Milei gave the closing speech of the main event and received scant applause for his extended diatribe from the 100 or so businessmen present, who showed far more enthusiasm for Patricia Bullrich.
"We propose a genuine change of 180 degrees which multiplied by three gives 540 and everybody knows what that means," he said in an oblique reference to his alleged new love interest Fátima Florez, drawing his only applause.
"Why are we so afraid of the ideas of liberty? For a mere question of stochastic dominance when the only true option is ourselves. You can stay with the good-mannered caste or the bad-mannered caste and you will end up poor, miserable and ruined," he vociferated.

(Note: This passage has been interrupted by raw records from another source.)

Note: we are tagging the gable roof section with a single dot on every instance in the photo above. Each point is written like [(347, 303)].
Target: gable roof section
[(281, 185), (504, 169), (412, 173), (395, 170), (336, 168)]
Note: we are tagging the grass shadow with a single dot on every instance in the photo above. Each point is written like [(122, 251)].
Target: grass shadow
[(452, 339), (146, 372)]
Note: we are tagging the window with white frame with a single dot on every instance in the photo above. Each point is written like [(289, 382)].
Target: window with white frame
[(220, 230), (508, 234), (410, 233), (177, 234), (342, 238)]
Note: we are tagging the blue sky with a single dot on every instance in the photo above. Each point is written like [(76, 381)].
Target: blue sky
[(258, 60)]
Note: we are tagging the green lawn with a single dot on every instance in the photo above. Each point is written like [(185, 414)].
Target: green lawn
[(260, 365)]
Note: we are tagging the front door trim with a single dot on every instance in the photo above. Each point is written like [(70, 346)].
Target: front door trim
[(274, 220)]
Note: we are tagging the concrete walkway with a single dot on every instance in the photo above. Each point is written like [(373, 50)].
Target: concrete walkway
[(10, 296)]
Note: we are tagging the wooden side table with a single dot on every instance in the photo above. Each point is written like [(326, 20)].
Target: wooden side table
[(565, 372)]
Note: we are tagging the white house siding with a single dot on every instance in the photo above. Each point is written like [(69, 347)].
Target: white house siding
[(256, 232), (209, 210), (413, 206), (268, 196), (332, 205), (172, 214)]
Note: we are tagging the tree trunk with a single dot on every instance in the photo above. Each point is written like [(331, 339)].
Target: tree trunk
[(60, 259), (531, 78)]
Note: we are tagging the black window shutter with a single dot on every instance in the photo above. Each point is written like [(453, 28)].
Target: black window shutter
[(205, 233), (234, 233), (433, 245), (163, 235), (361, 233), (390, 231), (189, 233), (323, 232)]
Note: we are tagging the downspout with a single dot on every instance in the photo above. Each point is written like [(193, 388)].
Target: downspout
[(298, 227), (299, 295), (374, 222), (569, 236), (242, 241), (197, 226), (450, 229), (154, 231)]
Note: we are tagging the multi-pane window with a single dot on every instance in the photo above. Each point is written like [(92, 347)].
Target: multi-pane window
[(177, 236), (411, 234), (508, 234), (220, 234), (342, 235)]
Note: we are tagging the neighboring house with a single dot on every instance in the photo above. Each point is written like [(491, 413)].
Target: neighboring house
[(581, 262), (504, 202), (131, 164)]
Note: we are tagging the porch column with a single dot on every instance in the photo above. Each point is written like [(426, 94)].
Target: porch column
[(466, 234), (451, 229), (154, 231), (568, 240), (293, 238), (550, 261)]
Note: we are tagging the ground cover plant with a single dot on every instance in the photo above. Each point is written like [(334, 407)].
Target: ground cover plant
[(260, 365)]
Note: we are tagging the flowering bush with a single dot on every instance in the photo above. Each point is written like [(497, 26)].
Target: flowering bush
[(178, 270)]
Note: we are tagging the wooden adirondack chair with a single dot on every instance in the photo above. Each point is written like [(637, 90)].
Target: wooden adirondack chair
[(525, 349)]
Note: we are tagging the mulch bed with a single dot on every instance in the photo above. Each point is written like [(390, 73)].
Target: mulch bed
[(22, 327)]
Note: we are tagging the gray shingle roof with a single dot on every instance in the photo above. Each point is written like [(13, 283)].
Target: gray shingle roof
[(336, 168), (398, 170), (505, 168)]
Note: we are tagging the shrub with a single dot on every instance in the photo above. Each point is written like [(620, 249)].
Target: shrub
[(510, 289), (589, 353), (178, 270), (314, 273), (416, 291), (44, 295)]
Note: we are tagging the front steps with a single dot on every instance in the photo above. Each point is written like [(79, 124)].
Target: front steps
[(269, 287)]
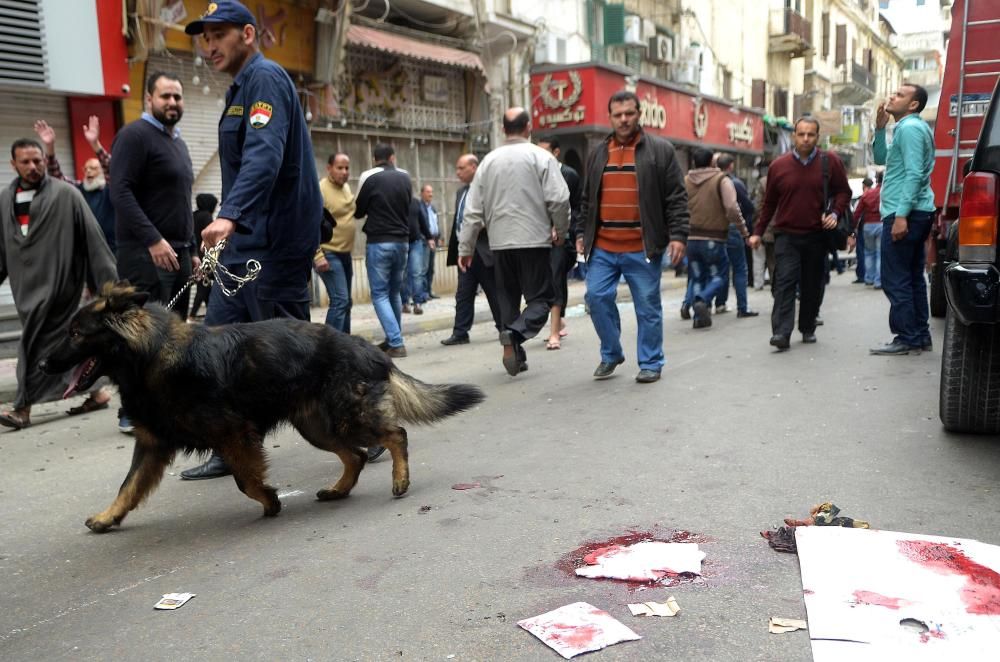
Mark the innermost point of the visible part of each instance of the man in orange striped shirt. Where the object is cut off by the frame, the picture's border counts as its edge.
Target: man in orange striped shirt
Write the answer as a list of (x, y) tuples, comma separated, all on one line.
[(634, 210)]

Milei also delivered his ‘greatest hits’: he further promised to push state reform on the basis of slashing public spending, taxation and regulations, as well as closing down the Central Bank and dollarising the economy.
The libertarian deputy further detailed his future Cabinet as limited to eight ministries: Economy, Foreign Relations, Human Capital, Interior, Infrastructure, Defence, Security and Justice with the novel portfolio of Human Capital merging health, education, welfare and labour.
"We will change the outlook on social policy, ending the culture of handouts and creating free individuals who can live off the fruits of their labour," he detailed, highlighting that he aimed to disconnect the dependence of a sector of society on social plans.
Bullrich offers… change and stability?
Juntos por el Cambio candidate Bullrich assured that should she become president, she would implement a series of sweeping economic measures as from December 10, 2023.
The PRO chair on leave underlined the need for "a rules-based capitalism" and promised to head "the most austere government in the memory of the Argentine Republic."
On the road to the general elections on October 22, she fixed her first objective as the province of Santa Fe and the city of Rosario to combat drug-trafficking and violence. "We will bring structural order to change this Argentina of disorder and chaos," she underlined.
Bullrich also remarked that her government would change the economic regime at root "without fearing those who get in our way," also questioning the regulations leading to an informal economy.
"We have had two decades of Kirchnerism with their model of power which seeks to stay put by presenting the choice as Peronism or national dissolution," she told her business audience.
The former security minister further revealed that on December 10 she would send new statutes to the Central Bank regulating the prohibition of currency controls, which she described as "an instrument of torture," also rejecting the printing of money on behalf of the state.
The on-leave PRO party leader also vowed to eliminate such microeconomic distortions as farm export duties, replacing them with "a system of credits with the money to be returned in four years."
Bullrich also aims at amending labour legislation, reducing social contributions and deregulating the economy while introducing "ordered shock [measures]" to end "school and transport strikes and pickets."
US Ambassador: 'It takes two to tango'
US Ambassador Marc Stanley this week stressed the need for Buenos Aires and Washington DC to build a relationship "based on trust" and called for both sides “to be committed.”
With a smile, the envoy then expanded on his theme with a popular phrase: "We want to have a relationship of trust with Argentina, but it takes two people to tango."
In that vein, the diplomat added: "This requires an effort on both sides: our country has to make the effort and so does Argentina. Both sides are looking for a reliable partner. [Former US president] Bill Clinton once said that he liked people who liked him.”
Stanley's remarks were made during a panel event at the Council of the Americas symposium, at which he was accompanied by Argentina’s Foreign Minister Santiago Cafiero.
The presentation came minutes after President Alberto Fernández’s government announced Argentina's entry into the BRICS, the multilateral bloc made up of Brazil, Russia, India, China and South Africa.
Stanley did not touch on the subject, but Cafiero did, declaring: "Argentina has a coherent, friendly, open and amicable foreign policy and needs fundamental mechanisms for its development.”